Premier. Ramsay Macdonald was a guest whose presence aroused much interest. It was his first public address since assuming office (TIME, Feb. 4). In his speech he touched upon:

Wilson. Ex-President Wilson was then dying, said the Premier: "There is one very serious thought in the minds of everyone gathered here . . . that is the news we have had of the serious state of the health of ex-President Wilson. At such a moment partisanship and questions of party allegiance sink into insignificance. The whole English nation tonight awaits, with held breath, further news."
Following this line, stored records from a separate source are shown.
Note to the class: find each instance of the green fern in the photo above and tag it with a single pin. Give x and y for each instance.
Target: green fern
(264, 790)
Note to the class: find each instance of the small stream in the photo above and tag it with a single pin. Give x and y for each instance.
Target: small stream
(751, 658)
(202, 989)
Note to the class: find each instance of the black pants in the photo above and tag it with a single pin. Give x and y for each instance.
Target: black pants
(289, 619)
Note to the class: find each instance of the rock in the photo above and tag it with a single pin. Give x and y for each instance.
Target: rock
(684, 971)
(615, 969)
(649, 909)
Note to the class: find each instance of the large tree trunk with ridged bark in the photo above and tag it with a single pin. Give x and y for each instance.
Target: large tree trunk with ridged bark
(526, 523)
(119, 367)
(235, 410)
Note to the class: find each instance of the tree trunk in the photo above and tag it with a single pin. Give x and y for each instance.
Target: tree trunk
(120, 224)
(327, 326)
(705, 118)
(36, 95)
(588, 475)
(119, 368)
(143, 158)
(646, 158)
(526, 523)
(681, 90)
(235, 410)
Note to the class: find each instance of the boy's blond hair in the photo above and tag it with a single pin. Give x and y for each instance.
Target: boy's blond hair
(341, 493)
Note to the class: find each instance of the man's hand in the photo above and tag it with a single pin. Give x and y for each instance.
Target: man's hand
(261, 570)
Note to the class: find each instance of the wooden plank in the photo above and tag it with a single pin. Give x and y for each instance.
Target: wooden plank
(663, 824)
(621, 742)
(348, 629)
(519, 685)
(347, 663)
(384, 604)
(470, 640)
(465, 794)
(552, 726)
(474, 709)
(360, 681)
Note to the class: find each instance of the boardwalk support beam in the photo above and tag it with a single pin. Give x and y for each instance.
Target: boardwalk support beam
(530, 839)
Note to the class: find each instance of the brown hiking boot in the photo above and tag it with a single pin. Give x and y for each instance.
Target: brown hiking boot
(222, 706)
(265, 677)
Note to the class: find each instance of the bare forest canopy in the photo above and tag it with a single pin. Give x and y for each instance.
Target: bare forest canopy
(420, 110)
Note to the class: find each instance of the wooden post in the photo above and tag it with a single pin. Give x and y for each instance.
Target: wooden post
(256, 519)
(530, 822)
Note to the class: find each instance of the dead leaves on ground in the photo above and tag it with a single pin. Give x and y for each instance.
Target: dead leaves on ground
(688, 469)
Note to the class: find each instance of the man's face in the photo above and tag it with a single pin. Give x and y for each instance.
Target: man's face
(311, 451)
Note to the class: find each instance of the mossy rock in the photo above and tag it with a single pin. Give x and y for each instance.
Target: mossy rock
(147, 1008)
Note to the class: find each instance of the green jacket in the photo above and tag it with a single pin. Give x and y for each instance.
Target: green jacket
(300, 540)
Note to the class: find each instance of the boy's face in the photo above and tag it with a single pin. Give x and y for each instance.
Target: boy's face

Friendship. Continued the Premier : "America and ourselves--we want no alliance, we want no document--Amer-ica and ourselves are in the position of two peoples that in spirit, by reason of those great moral and spiritual forces that are demeaned and narrowed by being written down on paper--are prepared to stand side by side, not in political alliance, but in human fellowships to help each other." Turning to Ambassador Kellogg the Premier said: "We will take His Excellency generously into our social life. He is a cousin. He belongs to the family. If we take him to the graveyard where our forefathers lie he has his tomb. If we speak together, we speak in our own mother tongue. He is more than an Ambassador. He is a representative of an absent branch of our family."

Ambassadors. Concluded Premier Macdonald: "Foreign secretaries are human. Ambassadors are divine. They belong to the category of men which is most magnificently and worthily represented here tonight in the person of His Royal Highness [The Prince of Wales]. There are some ambassadors who are going to give me trouble. There are others whose visits to the Foreign Office always will fill my heart with joy, because they will have nothing whatever to say to me. My honorable friend. His Excellency [the U. S. Ambassador], I am glad to say, and I am sure he is glad to say, belongs in the latter category."